When making the OIA request we explained that “What [we’re] hoping to do is publish the raw data from MBIE’s response and lead a discussion group on the implications of the trend towards mediations being conducted without a MBIE mediator, whether private mediators (eg: AMINZ members) have filled the gap, and whether AML compliance is being compromised with respect to unsupervised mediations involving public sector employees.”
SKEWED STATS
A discussion on LinkedIn quickly followed and it appears that there are two things that skew the statistics:
The number of parties raising employment relationship problems has increased significantly, putting pressure on Mediation Services, increasing wait times, and pushing parties into privately-run mediations. One practitioner commented that the wait time was too long and in her experience 80% were conducted by Zoom, unlike pre-Covid, although there was nothing wrong with the MBIE mediations themselves.
The increase in employment relationship problems has led to an increase in matters being resolved after without-prejudice discussions, which don’t require MBIE’s involvement, so MBIE does not have visibility of these.
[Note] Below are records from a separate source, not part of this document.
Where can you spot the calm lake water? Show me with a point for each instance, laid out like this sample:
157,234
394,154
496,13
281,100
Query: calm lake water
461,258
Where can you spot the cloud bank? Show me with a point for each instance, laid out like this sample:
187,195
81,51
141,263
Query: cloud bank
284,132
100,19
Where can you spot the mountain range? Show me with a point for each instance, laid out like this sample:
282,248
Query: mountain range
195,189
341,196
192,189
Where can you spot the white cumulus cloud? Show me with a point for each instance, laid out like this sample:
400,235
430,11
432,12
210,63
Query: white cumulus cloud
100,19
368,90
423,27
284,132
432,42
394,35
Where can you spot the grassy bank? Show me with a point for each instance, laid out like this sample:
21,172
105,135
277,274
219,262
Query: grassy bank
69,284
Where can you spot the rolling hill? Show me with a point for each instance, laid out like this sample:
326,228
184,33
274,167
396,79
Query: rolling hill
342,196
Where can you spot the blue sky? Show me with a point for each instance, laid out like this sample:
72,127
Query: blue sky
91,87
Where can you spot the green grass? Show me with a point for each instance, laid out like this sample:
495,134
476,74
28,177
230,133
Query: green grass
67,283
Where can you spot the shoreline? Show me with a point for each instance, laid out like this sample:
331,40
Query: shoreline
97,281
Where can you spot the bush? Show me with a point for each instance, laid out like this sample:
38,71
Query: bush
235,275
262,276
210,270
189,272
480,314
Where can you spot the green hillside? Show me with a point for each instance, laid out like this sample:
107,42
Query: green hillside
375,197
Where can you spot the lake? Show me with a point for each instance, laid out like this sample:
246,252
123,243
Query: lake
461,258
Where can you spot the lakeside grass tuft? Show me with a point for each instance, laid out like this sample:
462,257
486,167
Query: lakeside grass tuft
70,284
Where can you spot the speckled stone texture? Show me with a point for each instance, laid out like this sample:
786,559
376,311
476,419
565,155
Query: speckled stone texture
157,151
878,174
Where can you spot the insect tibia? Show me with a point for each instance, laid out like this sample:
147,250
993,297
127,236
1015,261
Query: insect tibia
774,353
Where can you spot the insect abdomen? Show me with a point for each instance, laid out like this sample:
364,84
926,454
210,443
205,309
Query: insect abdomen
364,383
The increase in grievances etc. (regardless of how they’re resolved), relative to population growth, should raise productivity concerns. Employment relationship problems can be costly to the employer and often highly disruptive to the employee.
AML
Why our interest in anti-money laundering (AML)? One of our contacts came to Wellington for a public sector job to replace someone who had resigned, apparently on good terms, to take up a position in Australia. Our contact was surprised to learn that her predecessor remained on a salary and had use of a credit card for six months after she had left. It was discovered years later that such an “arrangement” can be facilitated in a mediation, usually unsupervised, under legal privilege. It would require a level of opportunism, rationalisation, and cliquishness among the core participants within and at the periphery of the victim organisation (the ultimate victim usually being the taxpayer). Any outsider to a clique who discovers that sort of thing had better get a Plan B together before they get ostracised as a potential whistleblower!